Human mesenchymal stem cells attenuate experimental bronchopulmonary dysplasia induced by perinatal inflammation and hyperoxia

Hsiu-Chu Chou; Yuan-Tsung Li; Chung-Ming Chen

. 2016 Feb 15;8(2):342–353.

Human mesenchymal stem cells attenuate experimental bronchopulmonary dysplasia induced by perinatal inflammation and hyperoxia

Hsiu-Chu Chou ¹, Yuan-Tsung Li ², Chung-Ming Chen ^3,⁴

PMCID: PMC4846887 PMID: 27158330

Abstract

Background: Systemic maternal inflammation and neonatal hyperoxia arrest alveolarization in neonates. The aims were to test whether human mesenchymal stem cells (MSCs) reduce lung inflammation and improve lung development in perinatal inflammation- and hyperoxia-induced experimental bronchopulmonary dysplasia. Methods: Pregnant Sprague-Dawley rats were intraperitoneally injected with lipopolysaccharide (LPS, 0.5 mg/kg/day) on Gestational Days 20 and 21. Human MSCs (3×10⁵ and 1×10⁶ cells) in 0.03 ml normal saline (NS) were administered intratracheally on Postnatal Day 5. Pups were reared in room air (RA) or an oxygen-enriched atmosphere (O₂) from Postnatal Days 1 to 14, and six study groups were obtained: LPS+RA+NS, LPS+RA+MSC (3×10⁵ cells), LPS+RA+MSC (1×10⁶ cells), LPS+O₂+NS, LPS+O₂+MSC (3×10⁵ cells), and LPS+O₂+MSC (1×10⁶ cells).
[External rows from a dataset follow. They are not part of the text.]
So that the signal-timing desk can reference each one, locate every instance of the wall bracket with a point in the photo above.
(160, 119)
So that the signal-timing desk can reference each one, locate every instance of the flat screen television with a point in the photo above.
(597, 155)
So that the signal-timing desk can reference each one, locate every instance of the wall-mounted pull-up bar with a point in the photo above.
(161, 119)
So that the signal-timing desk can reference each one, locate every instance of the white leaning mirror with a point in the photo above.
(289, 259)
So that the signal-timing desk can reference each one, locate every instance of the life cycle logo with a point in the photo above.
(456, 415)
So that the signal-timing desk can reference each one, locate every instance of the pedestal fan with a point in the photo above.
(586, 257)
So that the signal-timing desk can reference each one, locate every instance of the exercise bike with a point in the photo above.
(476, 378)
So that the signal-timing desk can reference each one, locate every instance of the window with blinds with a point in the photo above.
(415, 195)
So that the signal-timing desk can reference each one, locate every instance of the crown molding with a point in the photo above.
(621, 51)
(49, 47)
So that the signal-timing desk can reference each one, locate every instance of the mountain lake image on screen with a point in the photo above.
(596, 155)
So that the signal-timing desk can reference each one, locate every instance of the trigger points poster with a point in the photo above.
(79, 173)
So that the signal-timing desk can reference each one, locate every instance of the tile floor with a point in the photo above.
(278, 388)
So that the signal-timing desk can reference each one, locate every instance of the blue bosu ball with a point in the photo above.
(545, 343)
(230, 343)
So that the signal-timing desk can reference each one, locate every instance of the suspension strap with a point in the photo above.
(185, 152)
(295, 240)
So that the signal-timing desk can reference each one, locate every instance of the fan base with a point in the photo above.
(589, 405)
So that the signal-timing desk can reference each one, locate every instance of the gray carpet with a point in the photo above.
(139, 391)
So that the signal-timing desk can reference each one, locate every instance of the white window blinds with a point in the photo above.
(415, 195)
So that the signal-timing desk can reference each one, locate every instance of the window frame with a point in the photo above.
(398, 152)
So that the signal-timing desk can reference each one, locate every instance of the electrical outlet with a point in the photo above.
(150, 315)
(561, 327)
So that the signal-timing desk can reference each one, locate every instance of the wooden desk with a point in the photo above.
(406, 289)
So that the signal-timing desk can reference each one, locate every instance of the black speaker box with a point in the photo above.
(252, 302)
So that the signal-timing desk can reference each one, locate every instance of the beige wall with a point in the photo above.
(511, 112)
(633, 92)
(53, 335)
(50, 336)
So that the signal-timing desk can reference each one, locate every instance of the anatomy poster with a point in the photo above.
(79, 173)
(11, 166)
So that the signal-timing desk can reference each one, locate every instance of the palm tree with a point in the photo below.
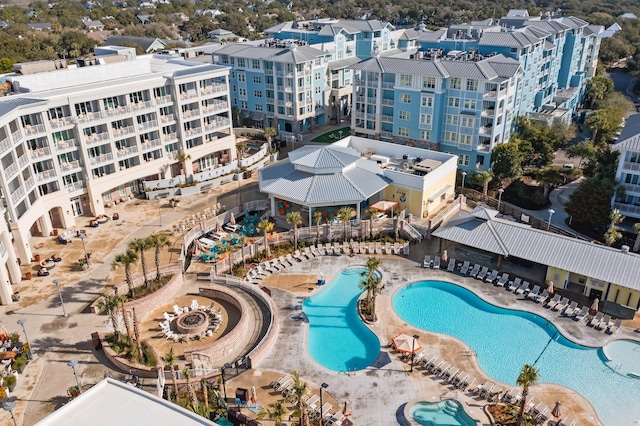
(372, 283)
(294, 219)
(125, 260)
(528, 377)
(269, 132)
(299, 390)
(275, 412)
(139, 245)
(344, 214)
(110, 304)
(483, 178)
(265, 227)
(158, 242)
(317, 218)
(170, 359)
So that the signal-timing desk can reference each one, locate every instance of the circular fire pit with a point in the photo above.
(192, 322)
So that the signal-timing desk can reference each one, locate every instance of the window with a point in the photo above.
(428, 82)
(405, 98)
(406, 80)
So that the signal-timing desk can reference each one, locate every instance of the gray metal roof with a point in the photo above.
(483, 230)
(320, 157)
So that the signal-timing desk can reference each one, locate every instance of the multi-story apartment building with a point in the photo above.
(277, 84)
(75, 140)
(461, 106)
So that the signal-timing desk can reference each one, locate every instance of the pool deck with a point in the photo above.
(380, 393)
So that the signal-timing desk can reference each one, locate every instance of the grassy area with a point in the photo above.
(333, 136)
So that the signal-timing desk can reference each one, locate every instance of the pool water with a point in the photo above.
(443, 413)
(506, 339)
(338, 340)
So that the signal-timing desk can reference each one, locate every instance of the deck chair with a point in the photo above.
(483, 273)
(615, 326)
(451, 267)
(503, 280)
(514, 284)
(475, 270)
(492, 277)
(604, 323)
(596, 320)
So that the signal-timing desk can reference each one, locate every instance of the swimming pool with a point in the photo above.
(338, 340)
(448, 412)
(506, 339)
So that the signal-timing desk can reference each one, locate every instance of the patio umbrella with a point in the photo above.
(405, 343)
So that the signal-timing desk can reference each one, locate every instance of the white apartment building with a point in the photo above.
(73, 140)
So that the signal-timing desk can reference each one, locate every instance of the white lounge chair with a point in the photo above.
(615, 326)
(571, 309)
(514, 284)
(483, 273)
(582, 314)
(596, 320)
(475, 270)
(552, 302)
(503, 280)
(436, 263)
(492, 276)
(604, 322)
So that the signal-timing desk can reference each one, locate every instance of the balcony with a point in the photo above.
(46, 175)
(17, 195)
(127, 151)
(101, 159)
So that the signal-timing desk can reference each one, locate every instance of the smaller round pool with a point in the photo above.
(448, 412)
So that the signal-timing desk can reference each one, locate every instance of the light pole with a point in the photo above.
(413, 350)
(551, 212)
(57, 283)
(86, 256)
(157, 198)
(9, 406)
(224, 380)
(73, 363)
(22, 322)
(322, 386)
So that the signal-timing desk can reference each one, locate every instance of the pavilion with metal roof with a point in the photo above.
(597, 271)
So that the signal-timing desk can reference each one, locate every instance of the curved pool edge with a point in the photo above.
(568, 390)
(411, 403)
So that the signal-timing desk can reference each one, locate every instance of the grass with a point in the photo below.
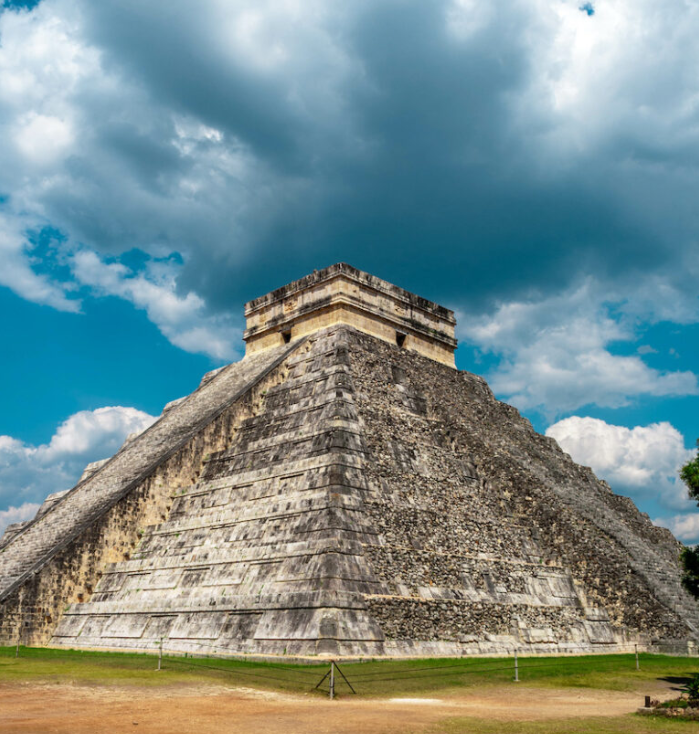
(628, 724)
(372, 678)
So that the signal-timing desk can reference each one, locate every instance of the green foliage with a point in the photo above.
(690, 562)
(689, 557)
(689, 474)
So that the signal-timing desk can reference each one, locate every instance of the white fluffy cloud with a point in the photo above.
(642, 462)
(683, 527)
(29, 473)
(555, 353)
(11, 515)
(182, 319)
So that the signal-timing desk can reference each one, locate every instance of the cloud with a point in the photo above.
(642, 462)
(555, 352)
(261, 140)
(683, 527)
(182, 319)
(29, 473)
(17, 514)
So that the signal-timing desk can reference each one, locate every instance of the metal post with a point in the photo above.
(19, 636)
The lungs were excised for cytokine, vascular endothelial growth factor (VEGF) and connective tissue growth factor (CTGF) expression, and histological analyses on Postnatal Day 14. Results: Body weight was significantly lower in rats reared in hyperoxia than in those reared in RA. The LPS+O₂+NS group exhibited a significantly higher mean linear intercept (MLI) and collagen density and a significantly lower vascular density than the LPS+RA+NS group did. Administering MSC to hyperoxia-exposed rats improved MLI and vascular density and reduced tumor necrosis factor-α and interleukin-6 levels and collagen density to normoxic levels. This improvement in lung development and fibrosis was accompanied by an increase and decrease in lung VEGF and CTGF expression, respectively. Conclusion: Human MSCs attenuated perinatal inflammation- and hyperoxia-induced defective alveolarization and angiogenesis and reduced lung fibrosis, likely through increased VEGF and decreased CTGF expression.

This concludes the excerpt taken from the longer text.